Des Weiteren geht die Studie davon aus, dass durch den Einsatz von KI bis 2030 insgesamt 32 Millionen Hektar an Wald durch die Vorhersage illegaler Rodungen geschützt werden könnten.

So entwickelte ein Student der ETH Zürich einen Algorithmus, der die Rodung von Wäldern im Regenwald voraussagen soll. Der Algorithmus berechnet die Wahrscheinlichkeit der nächsten Rodung, indem er zeitlich aufeinanderfolgende Luftaufnahmen miteinander vergleicht. Da er lernt, wie sich Straßenbild und Waldflächen mit der Zeit verändern, kann er ohne manuelles Labelling, also ohne das Markieren relevanter Bildsegmente durch einen Menschen, voraussagen, mit welcher Wahrscheinlichkeit eine bestimmte Fläche in Zukunft gerodet wird.

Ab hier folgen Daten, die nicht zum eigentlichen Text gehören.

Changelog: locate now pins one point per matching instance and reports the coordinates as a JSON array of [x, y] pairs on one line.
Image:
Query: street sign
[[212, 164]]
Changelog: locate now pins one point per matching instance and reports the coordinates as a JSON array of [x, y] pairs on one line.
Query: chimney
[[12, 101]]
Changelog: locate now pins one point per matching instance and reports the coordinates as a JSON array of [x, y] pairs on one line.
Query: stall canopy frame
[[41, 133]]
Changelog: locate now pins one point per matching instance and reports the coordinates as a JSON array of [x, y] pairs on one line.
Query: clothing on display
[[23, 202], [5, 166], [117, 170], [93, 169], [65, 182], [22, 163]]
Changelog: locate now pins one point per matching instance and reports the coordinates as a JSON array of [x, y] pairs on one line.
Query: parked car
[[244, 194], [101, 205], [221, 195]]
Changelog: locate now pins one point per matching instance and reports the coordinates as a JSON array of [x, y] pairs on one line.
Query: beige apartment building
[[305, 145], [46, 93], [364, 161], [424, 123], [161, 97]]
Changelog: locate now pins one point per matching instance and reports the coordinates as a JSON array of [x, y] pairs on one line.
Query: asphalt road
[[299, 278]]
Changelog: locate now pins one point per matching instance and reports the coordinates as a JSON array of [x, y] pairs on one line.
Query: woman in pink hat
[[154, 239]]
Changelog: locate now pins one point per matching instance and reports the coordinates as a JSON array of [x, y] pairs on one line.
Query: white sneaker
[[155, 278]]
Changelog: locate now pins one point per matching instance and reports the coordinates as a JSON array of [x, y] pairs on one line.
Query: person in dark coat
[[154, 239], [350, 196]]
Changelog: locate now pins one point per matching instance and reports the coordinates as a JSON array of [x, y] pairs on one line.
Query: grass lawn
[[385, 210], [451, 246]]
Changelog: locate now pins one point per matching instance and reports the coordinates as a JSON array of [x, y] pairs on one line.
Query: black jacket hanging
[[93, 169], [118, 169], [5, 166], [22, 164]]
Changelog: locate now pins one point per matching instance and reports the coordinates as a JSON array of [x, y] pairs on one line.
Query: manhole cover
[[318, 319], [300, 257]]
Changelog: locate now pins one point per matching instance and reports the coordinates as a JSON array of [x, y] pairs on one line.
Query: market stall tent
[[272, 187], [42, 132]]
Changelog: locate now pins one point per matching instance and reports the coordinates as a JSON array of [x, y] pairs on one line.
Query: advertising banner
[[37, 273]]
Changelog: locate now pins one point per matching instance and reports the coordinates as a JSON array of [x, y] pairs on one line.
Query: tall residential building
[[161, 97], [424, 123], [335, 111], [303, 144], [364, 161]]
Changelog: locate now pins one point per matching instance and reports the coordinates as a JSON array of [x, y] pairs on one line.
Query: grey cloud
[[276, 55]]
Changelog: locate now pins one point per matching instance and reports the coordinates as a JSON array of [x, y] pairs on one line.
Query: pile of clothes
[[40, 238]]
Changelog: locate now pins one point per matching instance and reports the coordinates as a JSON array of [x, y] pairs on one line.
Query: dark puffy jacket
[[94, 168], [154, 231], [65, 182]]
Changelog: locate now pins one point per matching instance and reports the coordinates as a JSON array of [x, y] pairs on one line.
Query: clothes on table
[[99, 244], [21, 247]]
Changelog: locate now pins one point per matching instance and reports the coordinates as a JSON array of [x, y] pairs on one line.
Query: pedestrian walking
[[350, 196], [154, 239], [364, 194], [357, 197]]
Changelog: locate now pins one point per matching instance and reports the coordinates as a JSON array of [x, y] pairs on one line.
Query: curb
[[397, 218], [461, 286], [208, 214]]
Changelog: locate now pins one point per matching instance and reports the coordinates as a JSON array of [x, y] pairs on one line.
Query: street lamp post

Auch hierzulande werden Luftbildaufnahmen für den Schutz des Waldes eingesetzt. Ein Spin-off des Deutschen Forschungszentrums für Künstliche Intelligenz (DFKI) wertet Satellitenaufnahmen der ESA und NASA mit neuronalen Netzen aus. Ein besonderer Fokus liegt hierbei auf den Infrarotinformationen der Aufnahmen. Über diesen lässt sich der Chlorophyll-Gehalt der Bäume bestimmen, was wiederum Rückschlüsse auf deren Gesundheit erlaubt.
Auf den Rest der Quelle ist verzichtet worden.